Sen. Steve Gallardo, D-Phoenix, with victims of gun crimes on hand, explains his bill to require sellers at gun shows to conduct background checks. (Rebekah Zemansky/Cronkite News Service)

Sen. Steve Gallardo, D-Phoenix, with victims of gun crimes on hand, explains his bill to require sellers at gun shows to conduct background checks. (Rebekah Zemansky/Cronkite News Service)

A Democratic state lawmaker says it’s time to close what he calls a gap in state law that allows people to purchase firearms at gun shows without the same background check required at shops.

Sen. Steve Gallardo, D-Phoenix, pointed to reports that at a Phoenix gun show New York City undercover officers recently were able to buy the same type of gun used to shoot U.S. Rep. Gabrielle Giffords, D-Ariz., and kill six others even after one told a seller he probably couldn’t pass a background check.

Gallardo has introduced SB 1586, which would require background checks for all guns sold in Arizona.

“This is a problem that’s crying out for a solution,” he said.

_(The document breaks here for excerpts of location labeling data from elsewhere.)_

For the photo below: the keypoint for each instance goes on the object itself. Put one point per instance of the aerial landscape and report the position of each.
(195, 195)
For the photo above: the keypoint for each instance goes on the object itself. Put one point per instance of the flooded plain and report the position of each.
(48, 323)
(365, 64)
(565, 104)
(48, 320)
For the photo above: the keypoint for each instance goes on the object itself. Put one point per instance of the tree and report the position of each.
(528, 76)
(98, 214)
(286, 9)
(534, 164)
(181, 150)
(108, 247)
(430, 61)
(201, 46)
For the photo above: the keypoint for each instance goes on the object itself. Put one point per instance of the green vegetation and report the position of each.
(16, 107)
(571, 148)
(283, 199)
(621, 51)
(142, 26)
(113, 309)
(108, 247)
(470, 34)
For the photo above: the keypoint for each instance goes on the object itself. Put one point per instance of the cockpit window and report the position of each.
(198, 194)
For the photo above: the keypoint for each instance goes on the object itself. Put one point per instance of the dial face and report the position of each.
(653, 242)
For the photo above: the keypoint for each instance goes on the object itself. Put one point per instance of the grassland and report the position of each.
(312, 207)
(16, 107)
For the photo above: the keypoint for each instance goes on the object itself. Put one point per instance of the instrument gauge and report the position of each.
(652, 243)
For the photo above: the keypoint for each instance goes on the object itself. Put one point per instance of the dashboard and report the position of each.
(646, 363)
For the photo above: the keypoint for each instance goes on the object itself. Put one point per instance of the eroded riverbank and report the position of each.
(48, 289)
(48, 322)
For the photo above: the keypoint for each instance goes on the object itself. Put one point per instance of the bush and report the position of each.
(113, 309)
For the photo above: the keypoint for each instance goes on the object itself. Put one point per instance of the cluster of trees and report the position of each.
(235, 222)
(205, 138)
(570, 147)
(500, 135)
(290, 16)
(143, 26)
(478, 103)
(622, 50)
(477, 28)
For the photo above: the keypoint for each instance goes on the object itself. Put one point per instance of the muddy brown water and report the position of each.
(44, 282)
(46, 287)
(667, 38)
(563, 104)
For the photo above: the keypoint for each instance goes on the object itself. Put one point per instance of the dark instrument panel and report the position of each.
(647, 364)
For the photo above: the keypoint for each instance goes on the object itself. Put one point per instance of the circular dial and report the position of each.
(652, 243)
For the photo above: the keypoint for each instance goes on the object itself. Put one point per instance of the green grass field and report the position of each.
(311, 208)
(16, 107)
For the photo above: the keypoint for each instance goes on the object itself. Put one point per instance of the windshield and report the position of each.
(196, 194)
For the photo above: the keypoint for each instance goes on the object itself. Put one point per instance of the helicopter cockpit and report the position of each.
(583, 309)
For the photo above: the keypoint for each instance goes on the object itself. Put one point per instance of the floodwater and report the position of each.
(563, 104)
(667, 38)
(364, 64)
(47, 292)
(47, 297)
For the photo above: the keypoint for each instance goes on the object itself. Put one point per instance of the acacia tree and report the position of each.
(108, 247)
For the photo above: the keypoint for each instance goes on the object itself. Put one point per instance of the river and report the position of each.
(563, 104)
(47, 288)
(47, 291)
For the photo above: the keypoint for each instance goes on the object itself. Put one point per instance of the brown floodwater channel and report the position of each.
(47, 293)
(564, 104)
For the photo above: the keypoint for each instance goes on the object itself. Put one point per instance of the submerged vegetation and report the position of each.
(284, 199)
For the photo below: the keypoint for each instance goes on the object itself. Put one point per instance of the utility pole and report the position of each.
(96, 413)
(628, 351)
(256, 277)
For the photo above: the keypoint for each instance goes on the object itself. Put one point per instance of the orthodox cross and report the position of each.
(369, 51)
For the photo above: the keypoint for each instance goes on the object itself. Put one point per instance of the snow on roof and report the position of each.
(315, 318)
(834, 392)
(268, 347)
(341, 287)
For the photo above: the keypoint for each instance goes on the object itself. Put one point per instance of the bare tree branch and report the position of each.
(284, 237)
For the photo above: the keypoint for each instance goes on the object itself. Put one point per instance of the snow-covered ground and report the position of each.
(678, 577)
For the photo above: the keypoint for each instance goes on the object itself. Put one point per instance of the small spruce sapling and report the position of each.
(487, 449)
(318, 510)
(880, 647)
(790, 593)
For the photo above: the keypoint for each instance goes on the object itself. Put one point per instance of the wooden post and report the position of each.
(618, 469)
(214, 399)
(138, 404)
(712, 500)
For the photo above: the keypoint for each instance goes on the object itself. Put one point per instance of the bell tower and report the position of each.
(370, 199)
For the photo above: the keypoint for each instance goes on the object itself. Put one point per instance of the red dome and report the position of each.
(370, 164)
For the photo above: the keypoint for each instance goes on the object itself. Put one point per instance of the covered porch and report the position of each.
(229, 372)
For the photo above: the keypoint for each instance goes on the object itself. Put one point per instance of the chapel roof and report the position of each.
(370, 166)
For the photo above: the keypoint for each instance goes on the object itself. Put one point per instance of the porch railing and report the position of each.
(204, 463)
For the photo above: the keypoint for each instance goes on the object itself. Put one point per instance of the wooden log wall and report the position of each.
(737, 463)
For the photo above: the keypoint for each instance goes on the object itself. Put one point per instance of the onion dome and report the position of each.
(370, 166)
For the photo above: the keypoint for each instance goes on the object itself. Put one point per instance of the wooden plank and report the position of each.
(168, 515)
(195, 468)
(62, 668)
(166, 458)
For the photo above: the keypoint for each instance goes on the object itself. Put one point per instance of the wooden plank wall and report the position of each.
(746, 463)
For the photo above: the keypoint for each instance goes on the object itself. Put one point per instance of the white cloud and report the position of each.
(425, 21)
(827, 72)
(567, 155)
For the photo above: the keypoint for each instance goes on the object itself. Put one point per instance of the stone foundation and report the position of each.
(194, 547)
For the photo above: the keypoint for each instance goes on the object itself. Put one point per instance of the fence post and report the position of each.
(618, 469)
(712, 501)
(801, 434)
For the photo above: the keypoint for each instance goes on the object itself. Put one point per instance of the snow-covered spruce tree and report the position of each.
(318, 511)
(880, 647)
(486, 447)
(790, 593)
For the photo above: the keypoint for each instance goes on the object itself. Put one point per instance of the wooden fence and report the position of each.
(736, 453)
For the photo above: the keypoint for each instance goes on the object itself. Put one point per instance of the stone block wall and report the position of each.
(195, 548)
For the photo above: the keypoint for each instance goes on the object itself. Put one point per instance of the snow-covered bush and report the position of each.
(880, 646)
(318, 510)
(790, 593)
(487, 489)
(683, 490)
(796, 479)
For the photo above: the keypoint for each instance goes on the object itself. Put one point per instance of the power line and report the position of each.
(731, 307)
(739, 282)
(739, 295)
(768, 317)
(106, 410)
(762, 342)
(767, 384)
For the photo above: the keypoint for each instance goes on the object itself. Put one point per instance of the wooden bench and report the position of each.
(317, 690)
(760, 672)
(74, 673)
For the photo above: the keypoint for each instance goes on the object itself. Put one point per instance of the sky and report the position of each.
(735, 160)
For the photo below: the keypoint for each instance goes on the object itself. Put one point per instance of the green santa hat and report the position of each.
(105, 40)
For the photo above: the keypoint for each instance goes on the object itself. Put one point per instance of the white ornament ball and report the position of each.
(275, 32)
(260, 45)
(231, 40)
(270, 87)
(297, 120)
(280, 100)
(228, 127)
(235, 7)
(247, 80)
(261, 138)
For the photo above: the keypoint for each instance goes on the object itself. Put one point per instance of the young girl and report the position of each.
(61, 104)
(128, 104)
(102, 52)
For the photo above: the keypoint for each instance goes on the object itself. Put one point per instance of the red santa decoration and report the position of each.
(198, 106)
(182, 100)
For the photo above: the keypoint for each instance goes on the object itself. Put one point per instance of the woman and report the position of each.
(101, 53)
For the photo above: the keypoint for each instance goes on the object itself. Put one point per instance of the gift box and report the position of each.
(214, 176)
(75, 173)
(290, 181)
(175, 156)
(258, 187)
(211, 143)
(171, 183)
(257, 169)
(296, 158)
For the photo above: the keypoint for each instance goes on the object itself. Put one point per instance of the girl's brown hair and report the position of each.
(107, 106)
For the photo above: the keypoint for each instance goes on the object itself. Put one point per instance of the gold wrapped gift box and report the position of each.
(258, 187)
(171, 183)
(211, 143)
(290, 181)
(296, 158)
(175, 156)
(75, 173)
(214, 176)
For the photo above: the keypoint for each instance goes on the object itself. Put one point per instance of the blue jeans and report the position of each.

The bill would force private sellers and vendors at gun shows to do the same basic background checks as gun shops – background checks intended to screen buyers who are under 18, have criminal records or have documented histories of mental illness.

Current law requires gun buyers at gun shows to show only a state ID and exempts private sellers from performing background checks.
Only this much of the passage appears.